Darlington honors top firefighters
By Samantha Lyles, Staff Writer, email@example.com
The Darlington Fire Department recently honored two of its own for their outstanding service during 2015. At the department’s annual Christmas banquet, DFD named Lt. Joshua Williamson the Drake-Beckham Volunteer Firefighter of the Year, and named Engineer William Kiker as Firefighter of the Year.
Kiker, 37, came to the fire service around 1998 at the suggestion of friends, starting his career at Palmetto Rural Fire Department.
“When I first started, I immediately fell in love with it and I’ve been doing it ever since,” says Kiker, who remained with PRFD for more than a decade, eventually rising to the rank of captain.
Kiker came to the DFD about four years ago after working with the Darlington Streets and Sanitation Department, and came to DFD full time as soon as a position opened up. DFD Chief Pat Cavanaugh says he had to fight the street department to get Kiker away from them, but it was well-worth the trouble to gain the services of a fireman with such a unique skill set.
You see, Kiker is a rather powerfully built fellow who earned his nickname – “Mongo” – after kicking down a stubborn door at a fire scene with one boot strike. Played by Alex Karras in the 1974 comedy film “Blazing Saddles,” Mongo is a cowboy strongman who punched a horse out cold. Kiker graciously says he has chosen to feel flattered by the moniker.
Kiker says that ribbing is to be expected in a firehouse, but being named Firefighter of the Year, an award voted on by his DFD colleagues, is an honor he did not expect.
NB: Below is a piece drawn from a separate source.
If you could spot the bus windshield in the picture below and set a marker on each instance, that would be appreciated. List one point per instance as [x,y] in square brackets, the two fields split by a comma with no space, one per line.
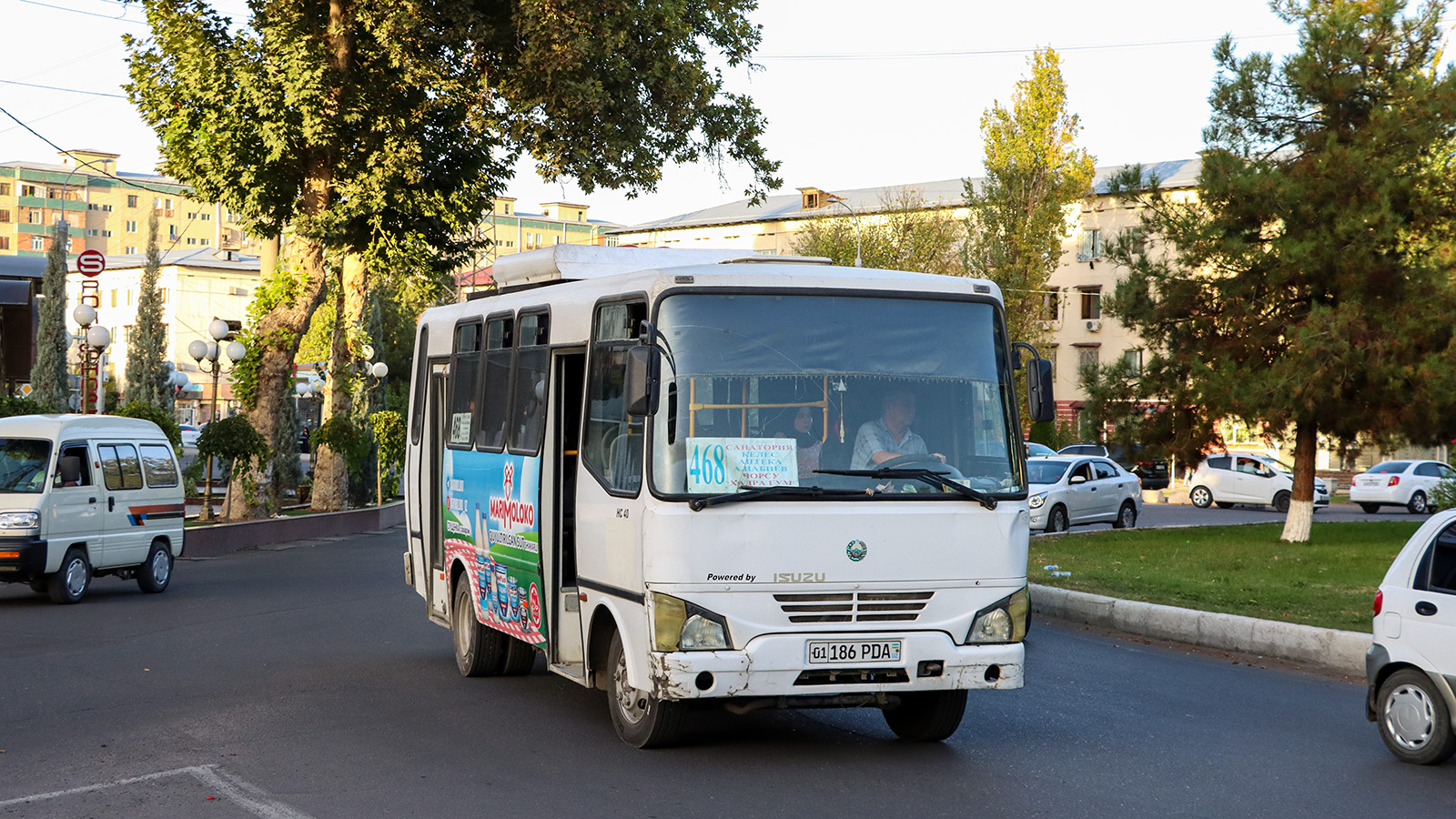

“It means a lot to me. There’s a lot of other fireman that are well-deserving of this, and for them to have chosen me… it’s hard to put into words how it makes you feel,” Kiker says.
Williamson, 24, earned the Drake-Beckham Award (Sponsored by the Garland Family and named in honor of two DFD Chiefs of the past) for his tireless training – putting in over 1,000 hours to keep his skills and certifications at top levels – and his leadership ability.
“Josh always puts in more time than what is required. Every time we had something going on, he was there helping out on different things,” says Cavanaugh.
A first generation firefighter, Williamson started with the fire service in 2009 with Darlington County.
“I got inspired watching different people in the fire service, and it kind of helped me decide on a direction. Plus, being around firemen helped keep me out of trouble,” says Williamson, who works full time as a truck driver for Southern States.
Williamson came to DFD three years ago and says he got hooked on the positive vibe in Darlington’s firehouse.
“The morale here is really high…it’s a great group of guys. And helping people in the city where I live is something I really wanted to do,” Williamson says.
Chief Cavanaugh says Williamson’s loyalty, work ethic, and love for the fire service made him an ideal candidate for promotion to lieutenant this past year. Williamson says he does not take his position lightly and intends to continue giving “one-hundred and five percent” to Darlington and his fellow firefighters in the future.